Personal information
- Born: July 22, 1940 Campbelltown, Pennsylvania, U.S.
- Died: October 8, 2022 (aged 82) Southampton, New Jersey, U.S.
- Listed height: 6 ft 3 in (1.91 m)
- Listed weight: 260 lb (118 kg)

Career information
- High school: Bordentown Military Institute (Bordentown, New Jersey)
- College: Virginia (1958-1961)
- NFL draft: 1962 (4th round, 56th overall pick)
- AFL draft: 1962 (13th round, 99th overall pick)

Career history
- Green Bay Packers (1962); Philadelphia Bulldogs (1966); Wilmington Clippers (1967); Pottstown Firebirds (1968-1969);

Awards and highlights
- NFL champion (1962); 2× Second-team All-ACC (1960, 1961);
- Stats at Pro Football Reference

= Ron Gassert =

American football player (1940–2022)

Ronald Earl Gassert (July 22, 1940 – October 8, 2022) was an American football defensive tackle in the National Football League (NFL) for the Green Bay Packers.

==Biography==
Gassert graduated in 1957 from Rancocas Valley Regional High School in Mount Holly, New Jersey.

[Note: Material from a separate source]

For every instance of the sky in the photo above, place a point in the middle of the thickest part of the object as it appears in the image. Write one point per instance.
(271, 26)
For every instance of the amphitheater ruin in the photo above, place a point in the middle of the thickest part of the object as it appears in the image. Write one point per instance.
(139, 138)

He played college football at the University of Virginia, where he was a defensive end.

Gassert was drafted by the Packers in the fourth round (56th overall) of the 1962 NFL draft. He was also drafted by the Buffalo Bills in the 13th round (99th overall) of the 1962 American Football League draft.

Ron was a member of the 1962 NFL Championship Green Bay Packers. In 1966, Gassert finished his career with the Philadelphia Bulldogs of the Continental Football League, helping to lead the team to the 1966 CFL Championship.

Gassert penned a fictional western novel titled Driven.

After working for thirty years as a banker, Gassert and his wife began a business building furniture that they sold at craft shows. A resident of Medford, New Jersey, Gassert served on the board of education of the Lenape Regional High School District.

==Death==
Gassert died on October 8, 2022, at the age of eighty-two.